The Commission’s Reportable Events Clinical Lead, Dr David Sage, says the cases involving delays emphasise two things – how important it is for clinicians to follow up when tests have been ordered, referrals made, or further treatment recommended; and the importance of formal reconciliation procedures when organising biopsies and appointments.
“The Commission is looking at measures that can be put in place to reduce the likelihood of these types of events. For example, making sure patients are full partners in the management of their care – so they too are aware if there needs to be a further test, result from a specimen, or referral to another specialist,” says Dr Sage.
Professor Merry says despite the gains made in 2011/12, too many people are still being harmed in the course of receiving health care.
“This is not about apportioning blame,” he says. “This is about learning from our mistakes and making our health and disability services safer so patients receive the care they need, without needless harm. This SSE report contributes to that by stimulating discussion about adverse events and identifying areas for improvement.”
The 2011/12 SSE report is the Commission’s third, and the sixth by DHBs. It does not include all adverse events that occurred in public hospitals, only those which DHBs consider serious or sentinel.
This year, a national reportable events policy has introduced a change to the way SSEs are reported to the Commission. Previously, there was no requirement for DHBs to report the outcome of a review to the Commission, meaning lessons from events were often not shared. There is now a requirement for organisations to report to the Commission the key findings and recommendations of reviews of events that occurred from 1 July 2012. Future SSE reports will be able to discuss in greater detail issues such as contributory causes and what has been learnt from the events.
In addition, a number of health and disability organisations other than DHBs are in discussion with the Commission about potentially reporting SSEs in the future. They include members of organisations such as the Disability Support Network, Care Association NZ, Hospice NZ and Ambulance NZ. Individual providers such as Mercy Hospital Dunedin are also in discussions with the Commission.

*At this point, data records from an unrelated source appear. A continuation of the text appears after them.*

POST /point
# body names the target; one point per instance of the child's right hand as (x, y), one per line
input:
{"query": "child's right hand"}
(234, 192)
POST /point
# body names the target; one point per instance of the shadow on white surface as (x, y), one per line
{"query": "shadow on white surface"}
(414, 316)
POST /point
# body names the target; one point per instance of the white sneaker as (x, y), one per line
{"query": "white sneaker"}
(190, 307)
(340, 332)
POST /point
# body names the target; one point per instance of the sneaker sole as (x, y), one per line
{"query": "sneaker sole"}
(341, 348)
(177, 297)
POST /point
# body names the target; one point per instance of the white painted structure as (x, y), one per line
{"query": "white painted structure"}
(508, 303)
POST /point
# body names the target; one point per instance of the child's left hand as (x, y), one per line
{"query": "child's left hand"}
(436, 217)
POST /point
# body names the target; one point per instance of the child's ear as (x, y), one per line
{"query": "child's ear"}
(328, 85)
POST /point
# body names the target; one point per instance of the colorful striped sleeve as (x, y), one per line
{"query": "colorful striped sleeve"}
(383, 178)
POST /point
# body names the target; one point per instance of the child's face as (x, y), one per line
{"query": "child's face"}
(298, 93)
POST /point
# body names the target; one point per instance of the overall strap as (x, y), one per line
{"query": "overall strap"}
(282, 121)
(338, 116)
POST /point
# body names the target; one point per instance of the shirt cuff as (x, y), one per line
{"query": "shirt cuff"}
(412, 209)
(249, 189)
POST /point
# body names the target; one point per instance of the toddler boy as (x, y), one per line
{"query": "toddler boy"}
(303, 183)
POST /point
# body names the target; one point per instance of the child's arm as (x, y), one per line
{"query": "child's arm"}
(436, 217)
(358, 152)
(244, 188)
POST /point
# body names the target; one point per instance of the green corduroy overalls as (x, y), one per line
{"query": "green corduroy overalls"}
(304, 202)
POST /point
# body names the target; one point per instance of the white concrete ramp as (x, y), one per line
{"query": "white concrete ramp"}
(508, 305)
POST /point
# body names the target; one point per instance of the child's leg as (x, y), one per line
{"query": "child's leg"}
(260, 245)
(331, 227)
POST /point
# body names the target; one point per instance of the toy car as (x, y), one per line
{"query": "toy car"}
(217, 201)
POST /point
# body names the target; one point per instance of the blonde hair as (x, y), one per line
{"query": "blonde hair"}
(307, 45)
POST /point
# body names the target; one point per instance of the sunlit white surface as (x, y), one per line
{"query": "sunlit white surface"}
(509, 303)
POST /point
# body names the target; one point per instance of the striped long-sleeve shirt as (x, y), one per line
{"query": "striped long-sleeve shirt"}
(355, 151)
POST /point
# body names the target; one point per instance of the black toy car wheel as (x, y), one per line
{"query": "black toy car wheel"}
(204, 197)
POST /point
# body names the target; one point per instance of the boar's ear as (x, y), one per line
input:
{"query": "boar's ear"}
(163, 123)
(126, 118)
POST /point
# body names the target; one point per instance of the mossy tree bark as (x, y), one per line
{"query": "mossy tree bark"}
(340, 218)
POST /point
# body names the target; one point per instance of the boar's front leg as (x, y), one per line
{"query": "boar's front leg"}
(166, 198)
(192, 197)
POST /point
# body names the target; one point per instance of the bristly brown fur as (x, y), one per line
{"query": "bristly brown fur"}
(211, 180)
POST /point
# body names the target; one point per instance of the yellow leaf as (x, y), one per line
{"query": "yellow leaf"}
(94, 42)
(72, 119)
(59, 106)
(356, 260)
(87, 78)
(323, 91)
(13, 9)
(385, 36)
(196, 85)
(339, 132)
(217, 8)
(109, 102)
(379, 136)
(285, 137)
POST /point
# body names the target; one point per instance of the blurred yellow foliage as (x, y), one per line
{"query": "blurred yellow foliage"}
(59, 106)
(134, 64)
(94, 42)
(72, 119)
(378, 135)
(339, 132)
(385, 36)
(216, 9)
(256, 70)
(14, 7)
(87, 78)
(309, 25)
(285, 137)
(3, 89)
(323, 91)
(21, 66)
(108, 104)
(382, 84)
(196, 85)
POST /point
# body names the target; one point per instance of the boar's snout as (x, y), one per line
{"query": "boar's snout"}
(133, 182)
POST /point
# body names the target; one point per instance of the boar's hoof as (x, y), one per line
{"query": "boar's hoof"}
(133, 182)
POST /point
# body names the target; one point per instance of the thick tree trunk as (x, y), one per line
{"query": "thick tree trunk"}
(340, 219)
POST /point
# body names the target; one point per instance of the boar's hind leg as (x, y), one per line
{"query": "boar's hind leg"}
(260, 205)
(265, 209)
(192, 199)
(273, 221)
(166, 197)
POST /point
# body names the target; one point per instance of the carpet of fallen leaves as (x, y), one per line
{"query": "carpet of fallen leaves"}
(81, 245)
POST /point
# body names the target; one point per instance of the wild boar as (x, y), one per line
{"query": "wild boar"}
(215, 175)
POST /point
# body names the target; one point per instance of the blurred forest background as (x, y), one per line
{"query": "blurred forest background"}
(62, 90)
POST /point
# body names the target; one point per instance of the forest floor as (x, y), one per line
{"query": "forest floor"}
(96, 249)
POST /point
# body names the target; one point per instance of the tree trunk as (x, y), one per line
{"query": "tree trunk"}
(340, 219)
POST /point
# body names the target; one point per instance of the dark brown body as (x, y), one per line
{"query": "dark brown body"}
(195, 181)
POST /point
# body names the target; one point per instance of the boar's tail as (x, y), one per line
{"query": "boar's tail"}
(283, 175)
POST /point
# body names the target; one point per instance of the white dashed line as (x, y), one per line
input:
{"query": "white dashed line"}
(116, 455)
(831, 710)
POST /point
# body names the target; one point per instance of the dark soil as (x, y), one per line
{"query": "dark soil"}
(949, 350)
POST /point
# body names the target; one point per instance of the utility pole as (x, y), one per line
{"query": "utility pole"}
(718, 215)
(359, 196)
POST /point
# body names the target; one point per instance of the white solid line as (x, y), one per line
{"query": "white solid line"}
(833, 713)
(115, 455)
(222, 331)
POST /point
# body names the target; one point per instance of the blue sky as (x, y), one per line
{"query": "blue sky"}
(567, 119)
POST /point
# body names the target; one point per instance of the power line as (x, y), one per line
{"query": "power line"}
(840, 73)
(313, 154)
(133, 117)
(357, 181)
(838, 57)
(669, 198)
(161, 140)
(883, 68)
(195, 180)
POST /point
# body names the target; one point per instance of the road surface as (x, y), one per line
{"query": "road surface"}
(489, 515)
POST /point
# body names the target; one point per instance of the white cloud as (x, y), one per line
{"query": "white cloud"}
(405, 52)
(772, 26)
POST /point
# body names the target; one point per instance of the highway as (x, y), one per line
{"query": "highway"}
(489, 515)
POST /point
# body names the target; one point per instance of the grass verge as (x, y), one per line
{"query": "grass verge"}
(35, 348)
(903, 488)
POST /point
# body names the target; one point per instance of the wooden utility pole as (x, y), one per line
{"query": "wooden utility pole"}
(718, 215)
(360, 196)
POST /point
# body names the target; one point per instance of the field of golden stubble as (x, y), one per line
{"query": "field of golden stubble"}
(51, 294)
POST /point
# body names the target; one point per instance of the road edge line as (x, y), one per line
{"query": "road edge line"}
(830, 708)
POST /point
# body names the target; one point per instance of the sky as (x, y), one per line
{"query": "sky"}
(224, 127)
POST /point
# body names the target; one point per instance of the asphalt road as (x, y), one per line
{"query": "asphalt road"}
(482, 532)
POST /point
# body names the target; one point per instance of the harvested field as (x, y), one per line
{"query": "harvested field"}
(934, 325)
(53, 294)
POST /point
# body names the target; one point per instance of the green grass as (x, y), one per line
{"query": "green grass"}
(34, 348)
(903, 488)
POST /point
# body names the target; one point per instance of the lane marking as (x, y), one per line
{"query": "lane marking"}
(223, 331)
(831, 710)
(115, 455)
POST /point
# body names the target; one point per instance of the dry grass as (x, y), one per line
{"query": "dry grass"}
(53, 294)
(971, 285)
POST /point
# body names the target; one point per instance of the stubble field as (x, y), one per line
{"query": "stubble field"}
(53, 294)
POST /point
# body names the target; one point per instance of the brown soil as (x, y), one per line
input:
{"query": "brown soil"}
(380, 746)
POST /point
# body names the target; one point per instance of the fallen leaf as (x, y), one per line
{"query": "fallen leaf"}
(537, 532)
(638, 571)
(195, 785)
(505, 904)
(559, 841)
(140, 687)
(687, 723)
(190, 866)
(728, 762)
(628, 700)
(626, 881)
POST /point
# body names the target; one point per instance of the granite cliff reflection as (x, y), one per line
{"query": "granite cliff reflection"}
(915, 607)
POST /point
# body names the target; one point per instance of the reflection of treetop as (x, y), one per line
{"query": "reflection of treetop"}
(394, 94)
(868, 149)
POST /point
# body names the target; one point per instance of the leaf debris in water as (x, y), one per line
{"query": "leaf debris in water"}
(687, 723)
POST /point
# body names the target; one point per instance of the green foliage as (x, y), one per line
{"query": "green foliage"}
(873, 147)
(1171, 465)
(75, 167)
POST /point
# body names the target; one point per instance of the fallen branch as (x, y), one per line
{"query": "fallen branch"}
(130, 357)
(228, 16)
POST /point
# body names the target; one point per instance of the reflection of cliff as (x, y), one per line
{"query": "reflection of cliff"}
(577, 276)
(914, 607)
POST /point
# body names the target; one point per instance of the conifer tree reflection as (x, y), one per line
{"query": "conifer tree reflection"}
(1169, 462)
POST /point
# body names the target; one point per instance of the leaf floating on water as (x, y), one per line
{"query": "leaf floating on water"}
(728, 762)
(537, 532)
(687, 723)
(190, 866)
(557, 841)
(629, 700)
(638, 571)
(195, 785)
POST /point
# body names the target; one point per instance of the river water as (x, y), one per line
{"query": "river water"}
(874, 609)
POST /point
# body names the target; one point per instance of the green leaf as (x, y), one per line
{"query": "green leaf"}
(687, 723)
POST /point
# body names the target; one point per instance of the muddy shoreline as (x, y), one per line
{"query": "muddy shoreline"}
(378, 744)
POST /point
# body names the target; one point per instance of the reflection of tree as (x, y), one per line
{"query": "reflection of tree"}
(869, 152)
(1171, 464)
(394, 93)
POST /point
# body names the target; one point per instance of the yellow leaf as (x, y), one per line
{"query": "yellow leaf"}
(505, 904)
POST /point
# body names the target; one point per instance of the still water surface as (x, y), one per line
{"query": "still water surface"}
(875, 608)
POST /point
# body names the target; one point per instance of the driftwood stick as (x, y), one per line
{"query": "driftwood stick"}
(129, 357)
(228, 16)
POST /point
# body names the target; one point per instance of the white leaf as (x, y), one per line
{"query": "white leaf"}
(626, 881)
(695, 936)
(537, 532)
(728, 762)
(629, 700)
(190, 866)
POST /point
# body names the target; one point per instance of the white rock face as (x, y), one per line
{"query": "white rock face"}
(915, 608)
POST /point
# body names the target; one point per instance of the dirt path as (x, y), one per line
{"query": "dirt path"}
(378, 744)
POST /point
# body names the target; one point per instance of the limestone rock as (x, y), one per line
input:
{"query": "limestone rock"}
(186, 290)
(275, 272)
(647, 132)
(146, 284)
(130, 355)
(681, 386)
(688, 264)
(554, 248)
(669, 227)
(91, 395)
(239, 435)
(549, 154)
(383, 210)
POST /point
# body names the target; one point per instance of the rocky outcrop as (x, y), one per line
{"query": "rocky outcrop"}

The Commission is working with the mental health sector to identify the best approach to reviewing and reporting on suicides involving mental health service users, and in future there will be a separate report covering these events.
The Commission is also working closely with the health and disability sector on a number of initiatives, including a national patient safety campaign to be launched in the first half of 2013.
A serious adverse event is one that leads to significant additional treatment but is not life-threatening, and has not resulted in a major loss of function
A sentinel adverse event is life-threatening or has led to an unexpected death or major loss of function.
 In the 2010/11 report, DHBs initially reported 377 cases but later withdrew seven cases after completing reviews which found those cases no longer fell into the category of ‘serious’ or ‘sentinel’. Some of the adverse events included in the 2011/12 SSE report are also subject to further review, and numbers may change.